Very often, researchers (including me) use multiple-choice tests to collect data to determine whether or not an intervention has worked. Does the Dance Your Way to Math curriculum really result in higher test scores? Does Lollipop Spelling reduce the number of spelling errors? and on and on.
I remember being told that statistics to be generalized to the population, like internal consistency reliability or test-retest reliability should be computed either only using the pre-test scores (in the case of internal consistency) or only the control group in the case of both test-retest correlations and post-test internal consistency reliability. The reason, we are told, is that “something has been done” to the intervention group, which means that they are no longer representative of the population. While I agree with that reasoning in the case of test-retest correlation, I am not so convinced in the case of internal consistency.
Let’s talk about floor and ceiling effects for a minute.
A floor effect is when most of your subjects score near the bottom. There is very little variance because the floor of your test is too high. In layperson terms, your questions are too hard for the group you are testing. This is even more of a problem with multiple choice tests. With other types, if the subject doesn’t know, they aren’t likely to guess that the answer is, say (a+b)(a-b) and so they get it wrong. With a multiple-choice test with four choices, they will randomly get it correct 25% of the time.

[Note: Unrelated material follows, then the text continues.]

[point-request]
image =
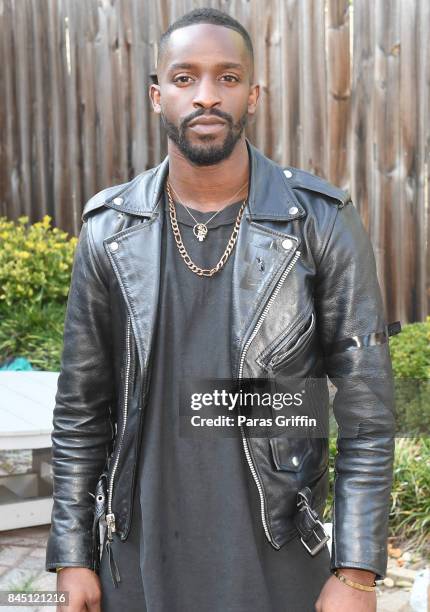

If there are a bunch of questions that are too hard, you have a bunch of people randomly getting each one right just by chance. Combine low variance with a lot of random error and your internal consistency reliability is going to be in the toilet. So, let’s say you have exactly that on your pre-test. Then, you test again after some time and your control group, having had no training in the meantime, is equally low, the problems are still too hard, you still have random guessing and low variance.
A ceiling effect is the opposite, all of your subjects score near the top. There is very little variance because the ceiling of your test is too low. In layperson terms, your questions are too easy for the group you are testing. Here you don’t have the problem of random guessing, but you do have low variance. Think back to Statistics 101 – restriction of range attenuates correlations. Again, in layperson terms, if you correlate height and weight of NBA players, for example, you find almost no relationship between height and weight because they are ALL very tall and ALL very heavy. If you make the questions on your pretest easier, that may give you better internal consistency reliability at pre-test, but since a good percentage of your subjects knew the questions at the beginning, by the end of your training maybe nearly all of them will, and then you run into a ceiling effect.
My suggestion is to compute internal consistency reliability at the beginning of your study for the whole group and at post-test for the control and intervention groups separately. You may find that, having successfully avoided both floor and ceiling effects for the post-test intervention group that you get good internal consistency reliability for them.